Atemlos traf die weizengelbe Fee mit einem alten Mann im Schlepptau ein. "Wo bin ich? Was geschieht hier?" fragte er ängstlich und besah mit aufgerissenen Augen die anderen Feen und Rumpelstilzchen.
"Weiße Fee, was habt Ihr vor?" fragte die weizengelbe Fee. Schlagartig wurde es so still, dass man eine Stecknadel fallen hätte hören können. Die weizengelbe Fee hatte die zentrale Frage gestellt, die die anderen Feen ebenfalls bewegte. Alle starrten auf die weißen Fee. Der Blick ihrer eisblauen Augen war unergründlich und traurig. "Ich danke euch für das, was Ihr getan habt, meine Schwestern, doch das, was nun geschieht und seine Bedeutung, kann ich euch nicht sagen. Es wäre zu gefährlich! Und nun verlasst diesen Wald und entfernt euch soweit es geht! Nehmt eure anderen Schwestern ebenfalls mit! Macht schnell und schaut nicht zurück!"

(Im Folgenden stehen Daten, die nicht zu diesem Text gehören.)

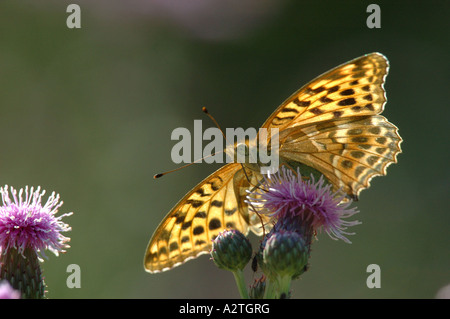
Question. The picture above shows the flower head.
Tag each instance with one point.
(288, 197)
(231, 250)
(8, 292)
(25, 223)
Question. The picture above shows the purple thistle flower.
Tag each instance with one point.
(25, 223)
(287, 197)
(8, 292)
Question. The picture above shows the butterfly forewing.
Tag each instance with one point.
(331, 126)
(217, 203)
(352, 89)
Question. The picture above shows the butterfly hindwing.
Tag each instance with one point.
(349, 152)
(330, 126)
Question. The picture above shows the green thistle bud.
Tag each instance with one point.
(258, 288)
(231, 250)
(285, 254)
(23, 272)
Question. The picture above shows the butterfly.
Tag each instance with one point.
(330, 126)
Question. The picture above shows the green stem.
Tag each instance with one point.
(239, 277)
(284, 285)
(271, 289)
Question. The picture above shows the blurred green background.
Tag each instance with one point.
(88, 113)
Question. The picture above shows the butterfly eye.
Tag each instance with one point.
(242, 150)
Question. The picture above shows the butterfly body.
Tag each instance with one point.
(331, 127)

Bestürzt sahen die drei Feen einander an. Was um alles in der Welt hatte das zu bedeuten? Dem Befehl ihrer Anführerin Folge leistend, bewegten sie sich nach draußen. So schnell sie konnten, fanden sich die elf Feen zusammen und flogen in Windeseile davon. Jede kehrte in ihren Palast zurück. Sie sahen sich nicht um und bemerkten so nicht die rabenschwarzen Schwingen ihrer dreizehnten Schwester, die nun vor Rumpelstilzchens Baum landete und mit lautem Pochen Einlass begehrte.